Como en cualquier alojamiento ganadero, en la concepción del alojamiento caprino el
proyectista debe tener en cuenta las consideraciones siguientes:

La inversión en alojamientos e instalaciones es justificable si deriva en un aumento
de la productividad y del rendimiento económico de las explotaciones. Por lo tanto, la
inversión por cabra tipo alojada debe ser acorde con el tipo de explotación: extensiva,
semiextensiva o intensiva, y con los objetivos productivos.

El alojamiento debe permitir un manejo adecuado de los animales.

Las exigencias ambientales de los caprinos que alojar deben ser respetadas, para
que puedan expresar todo su potencial genético, lo que implica que el proyectista deba
realizar un estudio previo de la climatología del lugar de ubicación del alojamiento.
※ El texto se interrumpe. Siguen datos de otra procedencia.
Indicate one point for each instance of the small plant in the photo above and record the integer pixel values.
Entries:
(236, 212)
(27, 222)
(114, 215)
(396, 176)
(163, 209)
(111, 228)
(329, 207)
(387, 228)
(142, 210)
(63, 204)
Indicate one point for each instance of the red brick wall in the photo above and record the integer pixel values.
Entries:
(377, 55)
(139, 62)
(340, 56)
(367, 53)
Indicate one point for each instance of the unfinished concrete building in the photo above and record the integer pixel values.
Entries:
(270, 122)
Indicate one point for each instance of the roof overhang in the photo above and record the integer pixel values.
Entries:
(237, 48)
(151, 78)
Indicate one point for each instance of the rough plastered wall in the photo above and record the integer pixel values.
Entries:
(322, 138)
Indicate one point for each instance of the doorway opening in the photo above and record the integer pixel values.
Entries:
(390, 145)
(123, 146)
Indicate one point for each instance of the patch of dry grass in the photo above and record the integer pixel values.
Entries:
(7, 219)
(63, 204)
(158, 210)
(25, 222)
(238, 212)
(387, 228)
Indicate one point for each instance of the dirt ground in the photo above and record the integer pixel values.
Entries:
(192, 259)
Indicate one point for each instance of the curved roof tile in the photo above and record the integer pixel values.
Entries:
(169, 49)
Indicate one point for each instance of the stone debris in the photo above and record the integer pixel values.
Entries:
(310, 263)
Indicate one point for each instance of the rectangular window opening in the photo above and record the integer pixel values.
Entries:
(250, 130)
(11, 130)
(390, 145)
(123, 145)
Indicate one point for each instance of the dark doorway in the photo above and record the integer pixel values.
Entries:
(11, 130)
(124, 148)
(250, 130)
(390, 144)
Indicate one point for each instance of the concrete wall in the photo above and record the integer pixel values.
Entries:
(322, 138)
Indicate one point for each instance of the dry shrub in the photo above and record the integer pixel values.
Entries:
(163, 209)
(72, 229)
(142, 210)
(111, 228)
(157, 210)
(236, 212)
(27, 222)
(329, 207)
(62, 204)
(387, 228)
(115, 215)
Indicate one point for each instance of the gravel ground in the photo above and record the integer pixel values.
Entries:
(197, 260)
El diseño del alojamiento e instalaciones debe tener la máxima funcionalidad,
versatilidad y estética, lo que significa que el almacenamiento y reparto de alimentos,
retirada de deyecciones y movimiento de los animales en la explotación se realicen con la
máxima comodidad posible, procurando al tiempo que el diseño ideado admita cambios de
modelo de producción e incluso de actividad ganadera y que guarde armonía con el paisaje.

Se deberá optimizar la inversión por cabra tipo alojada, ya que este aspecto puede
significar pérdidas de bienestar animal y de funcionalidad, por lo que parece recomendable
que el proyectista estudie y compare costes de estructuras, de materiales de construcción
según su poder aislante y su vida útil, etc.

Las deyecciones y otros residuos del alojamiento no deben contaminar el medio
ambiente. La situación del alojamiento respetará la legislación vigente en lo que respecta a
distancias de núcleos urbanos, carreteras, cursos de agua, otras explotaciones, etc.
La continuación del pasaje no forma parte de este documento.